His success holds immense symbolic importance given the more recent arrival of millions more Asians and other peoples to transform and revitalise our nation. He was a progressive politician who supported votes for women, abolition of the House of Lords and pensions for old people, aided in his parliamentary work by a young man called Muhammed Ali Jinnah, later the controversial founder of Pakistan.

But three years later, Naoroji lost his Finsbury seat, failed to win another in Lambeth at a subsequent contest and then returned to his birthplace of Bombay where he died in 1917 (five years before my own father was born in the same city, now Mumbai).

Yet what makes this Parsi intellectual such an important figure is not his brief role in British politics, nor even his promotion of issues such as female emancipation and free schooling, but his influence in challenging conventional wisdoms of colonialism that still cling to our country today. At the time even The Manchester Guardian, in an editorial responding to his electoral triumph, claimed that Westminster’s rule over much of the world was so noble ‘it has an open ear for every appeal that reaches it from India and… it knows no difference between the people of Bengal and the people of Lancashire’.

Naoroji pointed out the truth: Britain was abusing, crushing and pillaging countries such as his own with a brutal imperialism built on racism. Back when he was born, in 1825, a private firm ruled over 200 million people, the East India Company having plundered a successful civilisation that, according to one estimate, accounted in the 18th century for a bigger percentage of  global GDP than the whole of Europe. As its rule faltered, ending after a revolt that my teachers called ‘The Indian Mutiny’, the new rulers followed a similar pattern of extortion to enrich their nation. As Lord Salisbury himself declared: ‘India must be bled.’

Naoroji, nicknamed ‘The Grand Old Man of India’, played a key role in countering the prevailing view of white superiority and firing up the fight for independence, little knowing that Britain would bungle this in such tragic style when it finally arrived in 1947. He even mentored Gandhi.

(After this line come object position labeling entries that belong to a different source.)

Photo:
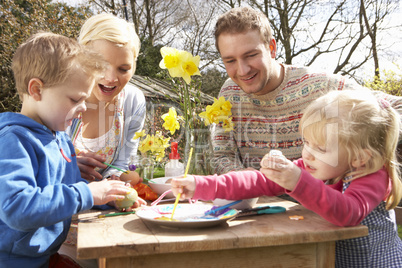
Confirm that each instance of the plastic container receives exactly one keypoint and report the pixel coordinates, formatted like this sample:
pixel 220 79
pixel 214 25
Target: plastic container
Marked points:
pixel 174 168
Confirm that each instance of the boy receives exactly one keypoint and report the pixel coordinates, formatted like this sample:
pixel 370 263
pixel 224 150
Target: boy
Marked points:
pixel 41 183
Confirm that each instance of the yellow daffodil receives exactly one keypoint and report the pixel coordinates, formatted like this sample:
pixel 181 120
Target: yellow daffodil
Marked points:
pixel 219 111
pixel 171 121
pixel 179 63
pixel 190 65
pixel 154 145
pixel 171 61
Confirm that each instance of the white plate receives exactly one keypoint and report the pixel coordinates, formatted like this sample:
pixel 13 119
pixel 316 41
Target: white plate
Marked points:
pixel 186 215
pixel 244 204
pixel 159 186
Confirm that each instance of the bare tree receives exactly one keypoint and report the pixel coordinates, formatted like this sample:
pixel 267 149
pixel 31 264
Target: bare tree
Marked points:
pixel 379 10
pixel 306 30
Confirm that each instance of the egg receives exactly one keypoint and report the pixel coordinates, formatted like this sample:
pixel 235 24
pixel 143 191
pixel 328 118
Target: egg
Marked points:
pixel 128 200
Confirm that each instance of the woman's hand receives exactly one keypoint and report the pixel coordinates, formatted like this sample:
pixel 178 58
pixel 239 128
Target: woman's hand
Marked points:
pixel 87 162
pixel 280 170
pixel 184 186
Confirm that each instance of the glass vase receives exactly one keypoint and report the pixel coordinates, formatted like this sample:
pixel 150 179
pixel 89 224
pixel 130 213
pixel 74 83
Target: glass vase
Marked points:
pixel 200 141
pixel 147 167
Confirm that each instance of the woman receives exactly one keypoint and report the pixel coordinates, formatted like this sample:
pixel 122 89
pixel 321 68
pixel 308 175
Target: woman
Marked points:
pixel 115 110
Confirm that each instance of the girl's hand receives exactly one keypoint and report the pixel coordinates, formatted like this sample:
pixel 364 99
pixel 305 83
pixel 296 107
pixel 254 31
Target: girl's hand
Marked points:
pixel 184 186
pixel 105 191
pixel 280 170
pixel 87 162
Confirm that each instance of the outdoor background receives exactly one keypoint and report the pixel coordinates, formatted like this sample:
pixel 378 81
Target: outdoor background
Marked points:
pixel 359 39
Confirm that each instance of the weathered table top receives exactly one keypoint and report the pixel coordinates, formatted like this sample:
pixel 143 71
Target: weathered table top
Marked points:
pixel 128 235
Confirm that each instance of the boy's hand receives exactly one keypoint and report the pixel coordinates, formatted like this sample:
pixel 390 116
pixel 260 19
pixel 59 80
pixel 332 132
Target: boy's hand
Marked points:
pixel 107 190
pixel 87 162
pixel 184 186
pixel 280 170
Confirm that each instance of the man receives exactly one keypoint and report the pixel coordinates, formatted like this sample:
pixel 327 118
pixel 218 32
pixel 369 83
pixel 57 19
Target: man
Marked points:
pixel 268 98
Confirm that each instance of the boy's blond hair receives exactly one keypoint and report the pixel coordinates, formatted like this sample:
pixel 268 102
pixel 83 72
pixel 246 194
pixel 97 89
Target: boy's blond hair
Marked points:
pixel 242 20
pixel 364 124
pixel 109 27
pixel 51 57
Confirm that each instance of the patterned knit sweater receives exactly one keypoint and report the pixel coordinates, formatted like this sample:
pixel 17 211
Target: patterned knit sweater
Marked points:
pixel 269 121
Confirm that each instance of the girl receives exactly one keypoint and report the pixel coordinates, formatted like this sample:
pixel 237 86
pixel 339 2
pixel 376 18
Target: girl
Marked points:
pixel 348 174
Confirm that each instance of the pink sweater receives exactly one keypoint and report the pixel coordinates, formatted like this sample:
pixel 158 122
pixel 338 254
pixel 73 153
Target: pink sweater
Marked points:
pixel 342 209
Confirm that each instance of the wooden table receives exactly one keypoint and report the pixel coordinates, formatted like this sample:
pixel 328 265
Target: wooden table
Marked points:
pixel 256 241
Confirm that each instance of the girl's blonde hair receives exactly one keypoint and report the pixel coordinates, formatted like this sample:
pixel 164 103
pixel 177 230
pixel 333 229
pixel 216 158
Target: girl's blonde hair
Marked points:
pixel 365 124
pixel 242 20
pixel 109 27
pixel 51 58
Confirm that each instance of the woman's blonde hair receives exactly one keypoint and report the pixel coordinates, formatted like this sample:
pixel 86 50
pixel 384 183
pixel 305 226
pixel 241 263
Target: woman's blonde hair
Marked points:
pixel 51 58
pixel 109 27
pixel 365 124
pixel 242 20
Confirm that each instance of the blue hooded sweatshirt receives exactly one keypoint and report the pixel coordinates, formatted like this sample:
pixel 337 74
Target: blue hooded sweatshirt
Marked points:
pixel 40 189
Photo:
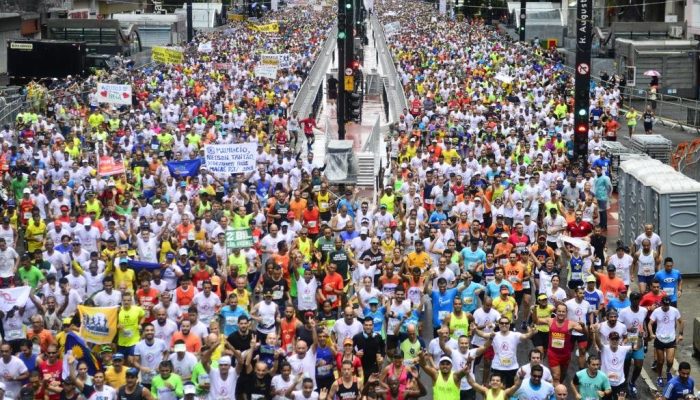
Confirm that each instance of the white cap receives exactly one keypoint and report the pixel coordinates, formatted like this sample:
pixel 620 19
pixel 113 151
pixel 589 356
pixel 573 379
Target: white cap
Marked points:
pixel 190 389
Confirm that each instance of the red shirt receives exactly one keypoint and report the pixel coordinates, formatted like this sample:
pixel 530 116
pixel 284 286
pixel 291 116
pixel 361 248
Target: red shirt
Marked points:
pixel 581 229
pixel 650 299
pixel 311 219
pixel 331 284
pixel 51 373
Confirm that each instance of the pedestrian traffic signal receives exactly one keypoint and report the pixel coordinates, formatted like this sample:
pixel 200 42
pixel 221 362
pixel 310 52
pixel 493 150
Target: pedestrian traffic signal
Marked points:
pixel 354 107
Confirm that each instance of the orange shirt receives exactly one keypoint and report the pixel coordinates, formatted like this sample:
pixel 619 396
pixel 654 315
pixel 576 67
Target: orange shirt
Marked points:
pixel 514 274
pixel 331 284
pixel 192 342
pixel 297 207
pixel 45 338
pixel 610 287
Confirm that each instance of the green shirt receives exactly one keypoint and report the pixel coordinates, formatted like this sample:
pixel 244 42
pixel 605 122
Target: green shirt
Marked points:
pixel 32 276
pixel 160 391
pixel 588 387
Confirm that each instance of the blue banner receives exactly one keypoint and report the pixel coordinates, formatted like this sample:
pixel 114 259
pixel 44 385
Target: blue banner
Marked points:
pixel 76 345
pixel 180 169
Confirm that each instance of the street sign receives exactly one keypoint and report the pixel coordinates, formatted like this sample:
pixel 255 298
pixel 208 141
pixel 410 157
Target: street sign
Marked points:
pixel 239 238
pixel 583 69
pixel 349 83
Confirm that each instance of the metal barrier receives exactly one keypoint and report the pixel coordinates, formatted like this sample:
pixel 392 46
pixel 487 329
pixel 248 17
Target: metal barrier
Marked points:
pixel 395 87
pixel 316 78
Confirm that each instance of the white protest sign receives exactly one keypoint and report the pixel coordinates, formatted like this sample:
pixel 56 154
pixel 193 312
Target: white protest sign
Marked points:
pixel 392 28
pixel 230 158
pixel 266 71
pixel 113 93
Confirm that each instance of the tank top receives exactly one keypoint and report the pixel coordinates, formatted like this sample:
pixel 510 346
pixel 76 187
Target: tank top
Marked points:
pixel 267 313
pixel 459 326
pixel 289 330
pixel 445 388
pixel 576 265
pixel 323 202
pixel 346 393
pixel 136 395
pixel 304 247
pixel 647 263
pixel 560 338
pixel 183 298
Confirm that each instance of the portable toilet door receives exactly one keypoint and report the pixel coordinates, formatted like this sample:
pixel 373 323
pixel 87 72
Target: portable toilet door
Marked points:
pixel 678 224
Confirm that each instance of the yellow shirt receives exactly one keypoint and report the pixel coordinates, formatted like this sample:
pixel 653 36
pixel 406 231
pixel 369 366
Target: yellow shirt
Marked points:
pixel 129 323
pixel 35 234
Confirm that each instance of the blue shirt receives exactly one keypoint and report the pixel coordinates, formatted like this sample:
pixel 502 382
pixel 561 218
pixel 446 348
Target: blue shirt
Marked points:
pixel 493 289
pixel 618 304
pixel 472 257
pixel 469 297
pixel 377 318
pixel 230 318
pixel 442 305
pixel 602 187
pixel 669 282
pixel 676 390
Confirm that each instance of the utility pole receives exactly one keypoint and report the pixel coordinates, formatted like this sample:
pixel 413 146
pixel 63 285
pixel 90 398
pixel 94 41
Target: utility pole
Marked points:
pixel 523 7
pixel 190 29
pixel 341 98
pixel 582 97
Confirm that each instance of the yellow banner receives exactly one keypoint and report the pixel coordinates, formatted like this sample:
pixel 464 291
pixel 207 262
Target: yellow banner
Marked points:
pixel 272 27
pixel 167 55
pixel 98 324
pixel 236 17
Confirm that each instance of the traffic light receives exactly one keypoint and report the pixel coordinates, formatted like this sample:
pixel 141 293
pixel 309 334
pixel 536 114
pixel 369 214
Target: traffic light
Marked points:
pixel 342 26
pixel 355 107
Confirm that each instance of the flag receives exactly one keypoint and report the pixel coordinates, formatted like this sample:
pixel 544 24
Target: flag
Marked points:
pixel 17 296
pixel 179 169
pixel 98 324
pixel 139 265
pixel 76 345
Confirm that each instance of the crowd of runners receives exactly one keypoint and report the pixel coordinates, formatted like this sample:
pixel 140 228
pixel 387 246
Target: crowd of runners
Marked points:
pixel 485 238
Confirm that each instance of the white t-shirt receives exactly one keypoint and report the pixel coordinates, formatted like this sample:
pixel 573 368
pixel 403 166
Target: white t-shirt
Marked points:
pixel 665 323
pixel 12 369
pixel 222 389
pixel 634 322
pixel 482 318
pixel 546 373
pixel 606 330
pixel 577 312
pixel 279 384
pixel 506 349
pixel 183 367
pixel 206 306
pixel 612 363
pixel 151 356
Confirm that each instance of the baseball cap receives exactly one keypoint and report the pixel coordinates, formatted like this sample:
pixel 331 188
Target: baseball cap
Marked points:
pixel 189 389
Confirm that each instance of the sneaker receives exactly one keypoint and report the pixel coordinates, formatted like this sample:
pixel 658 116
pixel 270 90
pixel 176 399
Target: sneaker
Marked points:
pixel 633 390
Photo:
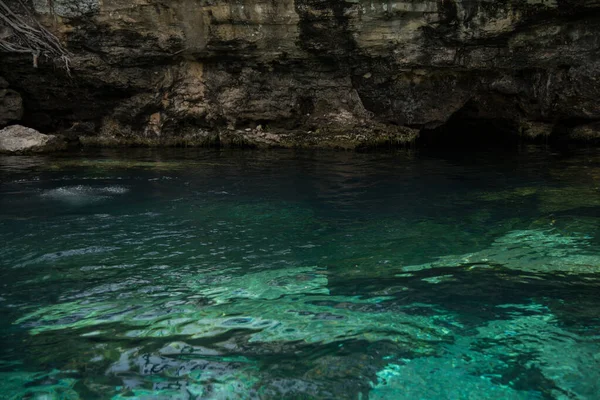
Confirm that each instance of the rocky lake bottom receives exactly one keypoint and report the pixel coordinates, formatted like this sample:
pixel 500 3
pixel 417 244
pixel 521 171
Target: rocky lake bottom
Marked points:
pixel 234 274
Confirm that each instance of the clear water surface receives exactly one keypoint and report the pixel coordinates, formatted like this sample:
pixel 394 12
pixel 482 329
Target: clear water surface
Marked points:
pixel 206 274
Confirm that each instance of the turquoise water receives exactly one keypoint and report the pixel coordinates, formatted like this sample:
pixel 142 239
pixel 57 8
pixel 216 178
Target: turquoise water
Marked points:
pixel 205 274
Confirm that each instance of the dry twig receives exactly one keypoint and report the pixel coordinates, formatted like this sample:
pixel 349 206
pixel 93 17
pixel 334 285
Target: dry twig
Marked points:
pixel 24 34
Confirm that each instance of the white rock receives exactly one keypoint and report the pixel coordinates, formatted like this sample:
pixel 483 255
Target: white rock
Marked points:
pixel 20 139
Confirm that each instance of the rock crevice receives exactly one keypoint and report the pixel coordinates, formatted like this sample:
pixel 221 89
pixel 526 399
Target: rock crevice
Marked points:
pixel 308 71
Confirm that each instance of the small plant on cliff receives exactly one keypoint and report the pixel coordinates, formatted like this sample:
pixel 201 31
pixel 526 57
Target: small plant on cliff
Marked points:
pixel 20 32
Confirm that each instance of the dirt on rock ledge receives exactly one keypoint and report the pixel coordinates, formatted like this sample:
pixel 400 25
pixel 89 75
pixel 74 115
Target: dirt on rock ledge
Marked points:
pixel 325 73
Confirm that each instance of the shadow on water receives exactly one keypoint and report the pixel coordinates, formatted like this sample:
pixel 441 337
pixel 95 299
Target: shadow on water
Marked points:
pixel 219 274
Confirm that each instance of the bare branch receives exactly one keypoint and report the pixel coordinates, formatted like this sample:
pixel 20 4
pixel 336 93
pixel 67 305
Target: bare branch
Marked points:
pixel 25 34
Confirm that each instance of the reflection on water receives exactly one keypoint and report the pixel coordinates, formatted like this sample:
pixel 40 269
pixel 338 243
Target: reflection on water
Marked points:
pixel 204 274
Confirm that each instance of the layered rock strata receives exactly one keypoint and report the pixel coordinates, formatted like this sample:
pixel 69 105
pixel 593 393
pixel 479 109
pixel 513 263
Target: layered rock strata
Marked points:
pixel 314 72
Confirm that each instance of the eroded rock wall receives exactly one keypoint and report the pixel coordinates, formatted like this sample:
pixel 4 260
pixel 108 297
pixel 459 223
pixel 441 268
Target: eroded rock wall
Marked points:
pixel 294 72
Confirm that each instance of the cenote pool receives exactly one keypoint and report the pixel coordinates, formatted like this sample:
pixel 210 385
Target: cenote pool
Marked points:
pixel 207 274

Most importantly, he pointed out that London’s colonial rule was imposing poverty by stealing India’s riches while deliberately undervaluing its labour. His landmark 1901 book, Poverty and Un-British Rule in India, outlined the ‘drain of wealth’ theory, highlighting how even the costs of occupation were funded by the over-taxed and oppressed Indian citizenry. This exposed the giant gap between liberal talk in London and the cruel realities of the British Empire.

The impact on Africa of the same arrogant interventionism by Britain and other European powers was even more destructive, as cultures, traditions and political systems were wrecked. So many people were sent into slavery that the population of the continent remained static for 150 years instead of doubling, as demographers believe might have been expected without such barbarism.

Even after Britain abolished slavery, the traders and owners were given compensation worth £13 billion at today’s prices – but nothing went to the victims. Yet economists say the impact can still be detected in modern poverty patterns. Meanwhile historians have shown the appalling tactics used to kill, maim, torture and imprison people as Britain tried to cling on in Kenya, inflaming divisions that still torment that east African nation.

Our empire was a system of repression based on brutality, greed, theft and white supremacy – and Naoroji pointed out this truth. His theories have been picked up by modern writers such as Shashi Tharoor in his brilliant polemic ‘Inglorious Empire: What the British Did to India’. Yet they are brushed aside by most Britons, since our country has failed to confront its tawdry past. William Easterly, the economist and aid sceptic, even argued that Britain invented ‘development’ as a substitute for its racist imperialism – and certainly our aid policies smack of a haughty form of neo-colonialism.

Sadly we have not had the courage to challenge the enduring myths of our ‘benevolent’ empire — and this myopic vision of our history leads directly to the morass of Brexit, fostered by fantasies of exceptionalism, that is now tormenting our nation. How much better if we had listened to this sage.